Bokuto chuckled at his own declaration before reaching swiftly for Kageyama’s exposed wrist and tugging him into the chaos.
Lights moved all around the walls obscured by the occasional cloud of vapor from the couches in the corner. The apartment was pretty sizeable from what Kageyama could see, but the sheer amount of people within the walls was making the place feel incredibly cramped. Kageyama instinctively pulled his limbs closer to himself to avoid bumping into anyone.
Bokuto, however, was surprisingly agile, weaving between crowds of people and canoodling pairs while taking the occasional drink from his crystal glass. Kageyama’s brow furrowed as he took in the state of said party. It felt more “college” than “professional volleyball player” to him: the making out, the deafening music, the mixing stench of weed and vapor. The only thing that made the atmosphere all the more intimidating was the fancy outfits everyone seemed to be wearing and the impossibly high ceilings of the penthouse apartment. Kageyama’s ear felt like they were about to bleed when Bokuto finally stopped and held Kageyama’s arm up like he was the fresh catch of the day, one he was endlessly proud of.
It took his eyes a moment to adjust to the smoke and strobes, but Kageyama soon made out the strange shapes in front of him.
“Shoyo,” the name slipped from his lips.
Bokuto had led him to a couch at the back of the main room, one where Hinata Shoyo himself was lounging into the cushions with a drink of his own in his hand—
and a hand around his shoulder.
“No fuckin’ way,” a voice crooned.
Kageyama’s eyes had a hard time tearing from the object of his affection: his perfectly tanned skin, slightly grown-out auburn hair, and unbelievably bright smile. Yet, the curiosity of who could possibly have his arm around Hinata’s shoulder was eating him alive, and he was hoping it wasn’t the owner of the voice he recognized.

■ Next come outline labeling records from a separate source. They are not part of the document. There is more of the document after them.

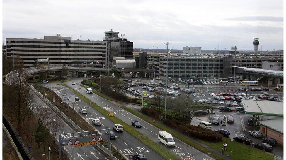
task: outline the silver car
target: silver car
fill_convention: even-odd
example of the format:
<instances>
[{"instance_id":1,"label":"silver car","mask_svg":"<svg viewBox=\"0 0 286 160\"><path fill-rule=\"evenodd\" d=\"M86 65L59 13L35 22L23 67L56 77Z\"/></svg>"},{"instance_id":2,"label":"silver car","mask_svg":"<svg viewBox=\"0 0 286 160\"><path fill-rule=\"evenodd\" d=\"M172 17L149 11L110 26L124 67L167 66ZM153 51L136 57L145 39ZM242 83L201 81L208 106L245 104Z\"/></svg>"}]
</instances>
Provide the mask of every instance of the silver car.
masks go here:
<instances>
[{"instance_id":1,"label":"silver car","mask_svg":"<svg viewBox=\"0 0 286 160\"><path fill-rule=\"evenodd\" d=\"M251 131L248 132L249 135L252 135L254 137L262 137L262 134L261 132L259 131Z\"/></svg>"}]
</instances>

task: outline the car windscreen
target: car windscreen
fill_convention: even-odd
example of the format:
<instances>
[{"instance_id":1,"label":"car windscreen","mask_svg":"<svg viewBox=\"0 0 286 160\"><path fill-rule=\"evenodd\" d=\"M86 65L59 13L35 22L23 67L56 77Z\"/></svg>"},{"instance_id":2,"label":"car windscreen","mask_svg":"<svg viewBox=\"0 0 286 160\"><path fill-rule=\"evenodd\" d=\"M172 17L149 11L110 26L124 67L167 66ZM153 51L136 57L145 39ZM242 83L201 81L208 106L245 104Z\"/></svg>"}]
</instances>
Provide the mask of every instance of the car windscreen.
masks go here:
<instances>
[{"instance_id":1,"label":"car windscreen","mask_svg":"<svg viewBox=\"0 0 286 160\"><path fill-rule=\"evenodd\" d=\"M173 138L166 138L166 139L167 140L167 142L172 142L174 141Z\"/></svg>"}]
</instances>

“Tobio?” Atsumu shouted with some shit-eating grin.
Ice-cold water doused Kageyama from head to toe. He wondered if anyone would believe him if he told them it was the exact sensation, even though, physically, he was completely dry. He shuddered at the sight now blurring before him, his vision catching only onto that sly grin; the careless positioning of Atsumu’s body draped over the couch cushion like a luxurious blanket, and his hand.
His hand—
on Shoyo’s shoulder.
Kageyama gulped something sour, a string of words he knew he could never say. Thus, he could only stand there with a dumb expression, heavy and short breaths slipping haphazardly through his parted lips. He felt his fingers curl into a tight fist. He wasn’t thinking to do any of it, it was as though his body had taken on a mind of its own. He watched the fingers on Shoyo’s shoulder twitch slightly, two of them pinching a bit of the shoulder of his jacket in between them, sliding the soft fabric around. Kageyama felt his face start to go hot, his mind quickly becoming lost in the cloudy hurricane of his unchecked emotions about it all.
Was this—?
Had he—
Was he too late?
Had he truly lost his chance, now?
It seemed the only thing that could break him from his infuriated trance was Hinata’s voice.

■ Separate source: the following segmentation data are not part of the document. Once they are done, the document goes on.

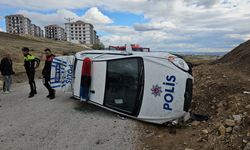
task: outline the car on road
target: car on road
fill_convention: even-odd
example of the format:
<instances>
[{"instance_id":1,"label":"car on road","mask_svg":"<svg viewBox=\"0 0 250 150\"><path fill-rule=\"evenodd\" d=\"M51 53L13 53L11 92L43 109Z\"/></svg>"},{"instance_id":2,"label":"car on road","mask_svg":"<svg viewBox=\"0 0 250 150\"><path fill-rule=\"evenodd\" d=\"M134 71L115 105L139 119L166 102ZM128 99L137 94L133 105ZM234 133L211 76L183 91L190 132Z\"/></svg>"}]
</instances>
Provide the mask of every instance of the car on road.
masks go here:
<instances>
[{"instance_id":1,"label":"car on road","mask_svg":"<svg viewBox=\"0 0 250 150\"><path fill-rule=\"evenodd\" d=\"M189 114L191 67L166 52L89 50L55 57L51 86L80 101L164 124Z\"/></svg>"}]
</instances>

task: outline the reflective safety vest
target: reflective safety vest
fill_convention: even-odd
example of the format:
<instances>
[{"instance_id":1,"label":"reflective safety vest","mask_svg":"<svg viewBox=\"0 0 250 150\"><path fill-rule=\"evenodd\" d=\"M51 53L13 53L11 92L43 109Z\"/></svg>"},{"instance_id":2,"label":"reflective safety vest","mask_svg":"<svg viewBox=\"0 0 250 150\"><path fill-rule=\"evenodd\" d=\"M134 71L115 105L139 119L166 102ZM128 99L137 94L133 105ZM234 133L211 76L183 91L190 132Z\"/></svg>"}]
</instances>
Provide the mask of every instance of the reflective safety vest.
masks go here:
<instances>
[{"instance_id":1,"label":"reflective safety vest","mask_svg":"<svg viewBox=\"0 0 250 150\"><path fill-rule=\"evenodd\" d=\"M34 72L35 65L38 67L40 64L40 59L36 58L34 55L27 54L24 56L24 67L26 72Z\"/></svg>"}]
</instances>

“Tobio!” He cried, “You’re here!”
Kageyama blinked away the temporary insanity so he could clearly see Hinata’s wide, bright smile. He’d propped himself up a bit in his seat, but he didn’t wriggle out of Atsumus’ grip, instead letting the hand move with the current of his body. Kageyama’s breath hitched in his throat just as the smoke cleared to reveal Hinata’s face, all aglow beneath the strobes that were dotted around the apartment. His freckles had become lost in the rich tan of his skin. His shoulders had filled out a bit; Kageyama could tell he was bigger, even though he was wearing a nice gray sport coat over his white button-down. His hair was just a bit longer, glowing like flames atop his head, but tamed in a way Kageyama didn’t recognize. He mourned momentarily the wild, unruly nature of Hinata’s old hair, the kind he sported in high school.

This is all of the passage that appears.